Sustainability in Defined Contribution: Implementing for the long term


Capital at risk. This information should not be relied upon as investment advice, or a recommendation regarding any products, strategies. The environmental, social and governance (“ESG”) considerations discussed herein may affect an investment team’s decision to invest in certain companies or industries from time to time. Results may differ from portfolios that do not apply similar ESG considerations to their investment process.

When I started writing this blog, I was determined not to talk about COVID-19. On reflection, that was a fruitless effort. Not mentioning the pandemic would have been comparable to denying that we’re living through extraordinary times.

And yet, for all the focus on the responses to the crisis, it has not gone unnoticed to me that we’re also witnessing an increased interest in sustainable investing amongst UK pensions investors (Source: XPS Pensions Group, January 2020).

For someone working in sustainable investing, COVID-19 has inadvertently given me the chance to step back and look at “ESG (Environmental, Social and Governance)” with fresh eyes. We have seen how the temporary (and, hopefully more permanent) reduction in carbon emissions, has cleansed the riverways of Europe and reduced the air pollution levels in the cities of India and China. We have also noticed that our collective increased scrutiny of how companies have been treating and interacting with their workforce during the crisis– allowing us to reflect on “purpose” and the little brother in the room - the “S.”

The way we invest is being directly impacted by all this.

In the case of UK Defined Contributions (DC), things have moved even faster.

There is an increased understanding, and desire, to move closer to a framework that Nordic pension schemes have operated at for the past 10 years. For UK DC, the time to make the move to ESG appears to be now.

However, I want the conversation to move away from the well-trodden “what ESG methodology” should a UK DC scheme use. That is something specific to each scheme, and there are many screened and ESG index options available in the market for people to choose from. What to me would be more pertinent to focus on are the considerations around long-term investing.

The time is nigh – how to do it?

At BlackRock we believe that investors should choose ESG when they believe it will deliver better risk adjusted returns over the long term.

RISK: There can be no guarantee that the investment strategy can be successful and the value of investments may go down as well as up.

What has been really interesting to realise in my conversations with large UK DC schemes and default providers over the past 6 months, is that we are seeing “active views” being taken – where clients move past the more general “ESG” concept and start taking specific views on climate change as an investment risk, or overweighting their investments with strong governance ratings.

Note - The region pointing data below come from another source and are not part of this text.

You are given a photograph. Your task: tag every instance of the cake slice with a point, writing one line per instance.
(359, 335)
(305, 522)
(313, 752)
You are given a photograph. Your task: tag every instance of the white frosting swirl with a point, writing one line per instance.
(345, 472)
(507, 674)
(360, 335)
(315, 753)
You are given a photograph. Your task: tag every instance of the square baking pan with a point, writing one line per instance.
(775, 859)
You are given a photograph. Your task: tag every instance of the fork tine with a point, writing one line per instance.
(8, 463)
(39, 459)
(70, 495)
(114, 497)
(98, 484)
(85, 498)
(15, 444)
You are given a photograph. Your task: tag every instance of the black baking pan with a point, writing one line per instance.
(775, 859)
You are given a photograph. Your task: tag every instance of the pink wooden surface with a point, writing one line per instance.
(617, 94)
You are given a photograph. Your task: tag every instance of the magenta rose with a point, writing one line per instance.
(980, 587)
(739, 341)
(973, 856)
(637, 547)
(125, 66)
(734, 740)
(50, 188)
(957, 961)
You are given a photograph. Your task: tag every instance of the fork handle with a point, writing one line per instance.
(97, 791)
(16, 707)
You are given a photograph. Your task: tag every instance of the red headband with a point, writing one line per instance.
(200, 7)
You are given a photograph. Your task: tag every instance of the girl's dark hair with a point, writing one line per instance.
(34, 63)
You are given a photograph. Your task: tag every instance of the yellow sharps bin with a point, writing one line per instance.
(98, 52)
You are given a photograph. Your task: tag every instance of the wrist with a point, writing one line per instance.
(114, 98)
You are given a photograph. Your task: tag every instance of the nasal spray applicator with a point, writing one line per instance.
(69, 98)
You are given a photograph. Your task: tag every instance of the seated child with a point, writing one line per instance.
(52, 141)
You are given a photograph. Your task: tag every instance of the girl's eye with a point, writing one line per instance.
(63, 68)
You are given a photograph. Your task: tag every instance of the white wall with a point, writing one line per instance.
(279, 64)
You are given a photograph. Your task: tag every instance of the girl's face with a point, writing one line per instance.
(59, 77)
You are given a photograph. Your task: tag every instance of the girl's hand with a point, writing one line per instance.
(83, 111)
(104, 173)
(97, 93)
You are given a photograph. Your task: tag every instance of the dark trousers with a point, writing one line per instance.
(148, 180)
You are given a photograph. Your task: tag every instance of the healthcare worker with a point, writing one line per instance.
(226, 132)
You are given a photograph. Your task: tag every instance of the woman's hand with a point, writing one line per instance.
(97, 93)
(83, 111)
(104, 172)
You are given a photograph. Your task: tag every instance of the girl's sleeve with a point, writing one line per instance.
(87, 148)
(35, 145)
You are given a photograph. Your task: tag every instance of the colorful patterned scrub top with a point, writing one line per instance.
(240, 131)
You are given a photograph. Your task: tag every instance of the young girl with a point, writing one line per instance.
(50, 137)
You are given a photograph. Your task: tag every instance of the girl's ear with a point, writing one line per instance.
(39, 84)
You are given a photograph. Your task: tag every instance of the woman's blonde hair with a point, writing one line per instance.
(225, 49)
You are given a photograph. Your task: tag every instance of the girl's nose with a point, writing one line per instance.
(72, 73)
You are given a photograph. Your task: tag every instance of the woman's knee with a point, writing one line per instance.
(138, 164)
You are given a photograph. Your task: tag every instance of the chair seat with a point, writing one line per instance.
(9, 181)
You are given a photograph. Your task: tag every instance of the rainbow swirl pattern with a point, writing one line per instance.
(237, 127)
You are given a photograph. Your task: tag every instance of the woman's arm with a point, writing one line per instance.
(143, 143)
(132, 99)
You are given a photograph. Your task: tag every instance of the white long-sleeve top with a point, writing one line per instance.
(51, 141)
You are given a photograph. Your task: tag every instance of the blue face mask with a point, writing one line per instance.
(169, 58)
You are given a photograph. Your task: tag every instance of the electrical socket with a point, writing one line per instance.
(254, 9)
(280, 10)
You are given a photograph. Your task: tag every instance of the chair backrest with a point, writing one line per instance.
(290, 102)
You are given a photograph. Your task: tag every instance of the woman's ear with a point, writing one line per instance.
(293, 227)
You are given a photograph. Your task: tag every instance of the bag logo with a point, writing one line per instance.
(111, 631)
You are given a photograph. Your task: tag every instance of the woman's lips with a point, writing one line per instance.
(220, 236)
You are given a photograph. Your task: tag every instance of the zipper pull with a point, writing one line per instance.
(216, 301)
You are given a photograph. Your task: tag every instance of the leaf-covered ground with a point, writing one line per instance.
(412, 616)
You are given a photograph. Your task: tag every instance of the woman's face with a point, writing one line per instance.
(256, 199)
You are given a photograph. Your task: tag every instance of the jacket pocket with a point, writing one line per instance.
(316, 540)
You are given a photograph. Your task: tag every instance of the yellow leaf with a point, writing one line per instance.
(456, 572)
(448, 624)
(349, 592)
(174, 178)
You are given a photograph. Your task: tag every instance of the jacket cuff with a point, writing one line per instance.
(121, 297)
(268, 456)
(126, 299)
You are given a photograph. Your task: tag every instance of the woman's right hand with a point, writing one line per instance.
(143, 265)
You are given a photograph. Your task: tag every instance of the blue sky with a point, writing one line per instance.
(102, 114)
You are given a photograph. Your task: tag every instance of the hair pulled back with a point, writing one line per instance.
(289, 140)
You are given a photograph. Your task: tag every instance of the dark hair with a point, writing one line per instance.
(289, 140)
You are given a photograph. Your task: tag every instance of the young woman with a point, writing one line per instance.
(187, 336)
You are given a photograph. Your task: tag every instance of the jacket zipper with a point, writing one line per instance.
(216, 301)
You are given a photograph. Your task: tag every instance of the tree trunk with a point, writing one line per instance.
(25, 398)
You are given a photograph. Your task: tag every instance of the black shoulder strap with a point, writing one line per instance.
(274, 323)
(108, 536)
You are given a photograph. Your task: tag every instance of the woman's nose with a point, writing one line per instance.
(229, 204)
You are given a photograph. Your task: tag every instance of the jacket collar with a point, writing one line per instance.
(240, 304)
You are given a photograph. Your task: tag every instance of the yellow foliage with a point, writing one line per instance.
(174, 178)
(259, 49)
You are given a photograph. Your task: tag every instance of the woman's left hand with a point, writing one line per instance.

This reveals an investment conviction in the materiality of risks and opportunities.

The Department for Work and Pensions (DWP) requirements for the consideration of non-financial material factors has driven the need for the consideration of what trustee’s believe are E, S and G risks and opportunities in their portfolios.

Sustainable funds (particularly optimised ESG indexes favoured in the UK) have now had their first market crisis with which to score them – and crucially, for the most part, have performed as we expected them to – i.e. they have demonstrated a resilience akin to the quality and minimum volatility factors we have long known and have had a positive correlation to ESG ratings.

But it is not easy moving allocations – particularly as the focus remains (and will do so for the time being) on the large global passive equity exposures that make up growth phases (Source: BlackRock as at June 2020).

There is, of course, a cost implication to this. In terms of investment products, nothing is as cheap (management fee) nor as efficient (additional expenses) as a Market Cap index – in some cases, the fees associated with investing in an ESG index fund might be two or three times higher than the traditional market cap parent index.

This is where having conviction in ESG is important – why pay more if you don’t believe in ESG or at the very least if your members are not asking for it? The DWP are certainly not forcing it (yet!).

What we have seen over this cycle is that additional cost may be rewarded in performance (or through minimising the downside). When you take the longer term horizon of DC members in growth phases, more and more of these E, S and G risks begin to manifest.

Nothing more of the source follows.